A second opinion is a good idea, particularly whenever surgery that cannot be reversed is recommended. And being an informed patient can help you to avoid unnecessary surgery.

It may not be essential to surrender to hysterectomy after all.


Taking the Alternative Route

Hysterectomy rates in the US have been steadily declining partly because there are more alternatives to surgery available that keep reproductive organs intact. Still, some doctors are not yet convinced that these uterus-sparing treatments work well enough to trump traditional removal, while others don't have the clinical expertise or experience to perform newer techniques.

Not all techniques work on every condition and not every woman is a good candidate. And while a newer technique preserves the uterus, it may still affect a woman's ability to achieve pregnancy in the future.

Here are some alternative techniques to consider in lieu of hysterectomy.

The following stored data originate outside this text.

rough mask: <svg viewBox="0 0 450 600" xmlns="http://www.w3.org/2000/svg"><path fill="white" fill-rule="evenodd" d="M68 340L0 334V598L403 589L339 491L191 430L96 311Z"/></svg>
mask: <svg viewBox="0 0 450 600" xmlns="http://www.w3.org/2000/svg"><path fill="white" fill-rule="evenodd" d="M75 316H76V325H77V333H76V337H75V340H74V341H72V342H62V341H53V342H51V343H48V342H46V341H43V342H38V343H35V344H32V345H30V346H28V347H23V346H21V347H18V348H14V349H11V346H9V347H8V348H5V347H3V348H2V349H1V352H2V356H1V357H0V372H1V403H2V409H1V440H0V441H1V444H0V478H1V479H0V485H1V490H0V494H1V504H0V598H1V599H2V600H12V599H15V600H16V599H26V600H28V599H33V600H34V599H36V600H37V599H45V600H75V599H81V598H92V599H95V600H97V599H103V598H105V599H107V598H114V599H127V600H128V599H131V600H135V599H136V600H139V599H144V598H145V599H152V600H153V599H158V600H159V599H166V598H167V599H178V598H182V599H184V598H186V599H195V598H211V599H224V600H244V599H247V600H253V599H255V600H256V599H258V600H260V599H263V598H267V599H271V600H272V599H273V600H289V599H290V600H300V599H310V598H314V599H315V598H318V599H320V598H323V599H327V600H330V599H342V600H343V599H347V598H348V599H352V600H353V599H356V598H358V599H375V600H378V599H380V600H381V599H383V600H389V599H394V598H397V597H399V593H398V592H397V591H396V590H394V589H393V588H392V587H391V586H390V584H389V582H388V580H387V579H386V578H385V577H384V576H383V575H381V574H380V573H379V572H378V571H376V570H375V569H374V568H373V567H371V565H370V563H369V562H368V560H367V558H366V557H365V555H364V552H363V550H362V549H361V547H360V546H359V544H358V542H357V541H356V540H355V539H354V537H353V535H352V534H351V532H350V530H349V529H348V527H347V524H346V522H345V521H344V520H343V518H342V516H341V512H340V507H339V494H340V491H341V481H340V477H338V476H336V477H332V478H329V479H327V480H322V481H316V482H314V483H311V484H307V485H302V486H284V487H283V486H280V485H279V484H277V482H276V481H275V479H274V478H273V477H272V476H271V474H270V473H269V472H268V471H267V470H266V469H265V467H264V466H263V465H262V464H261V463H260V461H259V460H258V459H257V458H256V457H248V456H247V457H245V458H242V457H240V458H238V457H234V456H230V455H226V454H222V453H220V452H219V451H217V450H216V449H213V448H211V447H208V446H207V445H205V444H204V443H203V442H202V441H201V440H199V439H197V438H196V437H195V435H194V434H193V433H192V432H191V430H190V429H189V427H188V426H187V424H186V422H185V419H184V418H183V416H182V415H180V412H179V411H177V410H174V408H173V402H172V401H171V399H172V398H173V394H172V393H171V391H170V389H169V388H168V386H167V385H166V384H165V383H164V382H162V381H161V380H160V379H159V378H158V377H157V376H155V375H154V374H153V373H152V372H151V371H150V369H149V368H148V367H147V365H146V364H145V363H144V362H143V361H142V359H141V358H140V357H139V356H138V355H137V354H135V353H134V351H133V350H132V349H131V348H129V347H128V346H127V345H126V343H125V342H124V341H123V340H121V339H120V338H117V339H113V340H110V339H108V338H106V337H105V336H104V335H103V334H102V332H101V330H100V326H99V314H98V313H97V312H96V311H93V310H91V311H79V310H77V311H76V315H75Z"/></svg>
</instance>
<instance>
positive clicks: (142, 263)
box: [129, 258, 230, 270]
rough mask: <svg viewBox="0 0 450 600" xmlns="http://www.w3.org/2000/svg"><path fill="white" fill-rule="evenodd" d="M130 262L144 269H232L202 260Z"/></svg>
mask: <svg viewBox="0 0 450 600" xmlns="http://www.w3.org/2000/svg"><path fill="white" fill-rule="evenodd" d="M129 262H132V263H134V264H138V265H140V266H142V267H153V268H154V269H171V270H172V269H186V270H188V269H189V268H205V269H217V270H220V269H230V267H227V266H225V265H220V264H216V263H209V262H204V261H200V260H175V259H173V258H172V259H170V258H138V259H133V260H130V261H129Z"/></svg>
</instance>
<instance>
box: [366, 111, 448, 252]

  • Radiofrequency ablation - This technique delivers intense heat to destroy thickened or abnormal tissue inside the uterus. An electrode inserted into fibroid tumors or thickened areas melts tissue away.
  • High-frequency ultrasound - This method uses high-frequency ultrasound to destroy small fibroid tumors.
  • Myomectomy - A surgical procedure used to treat uterine fibroids. The uterus remains intact and only the fibroids are removed.
  • Intrauterine device (IUD) - Inserting an IUD within the uterus (similar to the birth-control device) laced with the hormone progesterone can reduce endometrial wall thickening and control excessive menstrual bleeding.
  • Loop electrosurgical excision procedure (LEEP) - A conservative procedure that preserves the uterus while removing abnormal cells in women with cervical cancer. 
  • Hormonal therapy - Hormone pills, similar to birth control pills, or hormone injections can reduce pain, and excessive or irregular bleeding.
  • Anti-estrogen therapy - Hormone blockers given until natural menopause occurs can keep ovaries from producing estrogen, which can shrink fibroids.
  • Uterine artery embolization (UAE) - Usually performed by an interventional radiologist, this procedure cuts off the blood supply feeding fibroids. A catheter is threaded through a blood vessel in the groin to the area of the uterus. Eventually tissue fed by the zapped blood vessel dies and is reabsorbed.
  • Dilatation and vaginal curettage (D&C) - A procedure that resurfaces the uterine lining and may help to control excessive bleeding temporarily.
  • Pain Medications - Some non-steroidal anti-inflammatory drugs (NSAIDs), such as ibuprofen, not only reduce painful cramps but can calm heavy bleeding.
  • Herbal and dietary supplements - Certain dietary supplements and teas may help relieve menstrual cramps and regulate blood flow. Cramp bark, derived from the viburnum plant can quell cramping; valerian root has a sedating effect that can relax the uterus; pycnogenol can reduce swelling and pain; and red raspberry leaf tea (rubus) can help keep the uterus muscle toned.